The thing is, if I go up to Rebecca and kiss her, she
will be happy. If I sit on the arm of the chair and kiss Tom, he will not be happy. So I stay with him for just a moment more, in the singed smell of his self-disgust. I hold his skull against my breast. I do this until Rebecca’s wailing grows to the exact pitch that pulls me to my feet, every time. Then I go.
It was the children that did for us, at least for a while. I think he stopped hating me after I left work. Of course, Tom would say he never hated me, that he loved me all along. But I know hating when I see it. I know it, because there is a part of me that wants to be hated, too.
There must be.
Anyway.
It did get easier over the years, but it never really did get fixed.
I thought about this, as I sat in the Shelbourne bar – that I was living my life in inverted commas. I could pick up my keys and go ‘home’ where I could ‘have sex’ with my ‘husband’ just like lots of other people did. This is what I had been doing for years. And I didn’t seem to mind the inverted commas, or even notice that I was living in them, until my brother died.
28
THE BRITISH, I decide, only bury people when they are so dead, you need another word for it. The British wait so long for a funeral that people gather not so much to mourn, as to complain that the corpse is still hanging around. There is a queue, they say on the phone (the British love a queue). They do not gather until the emotion is gone.

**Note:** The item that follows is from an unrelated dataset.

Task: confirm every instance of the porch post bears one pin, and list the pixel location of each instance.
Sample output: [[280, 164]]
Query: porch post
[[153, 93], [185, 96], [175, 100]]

What else am I to make of the ten days we have to wait for paperwork; the death certificates and removal orders, that have to find their separate ways into the one envelope that will accompany my brother on his journey home.
Meanwhile, as computers wait and printers jam, as coroner’s assistants go to the gym, and registrars wrestle with the collapse of their central heating systems, Liam lies in some unspecified foreign fridge, and I – we all – get on with things. From time to time, as I move about the house, I am gripped by the thought that I have, shamefully, forgotten something: there is a tampon seeping into the water of the downstairs toilet; I have left half a biscuit on the arm of a chair, or forgotten to finish my tea. I can feel it going cold in my mouth, as I hunt around and finally find the empty cup.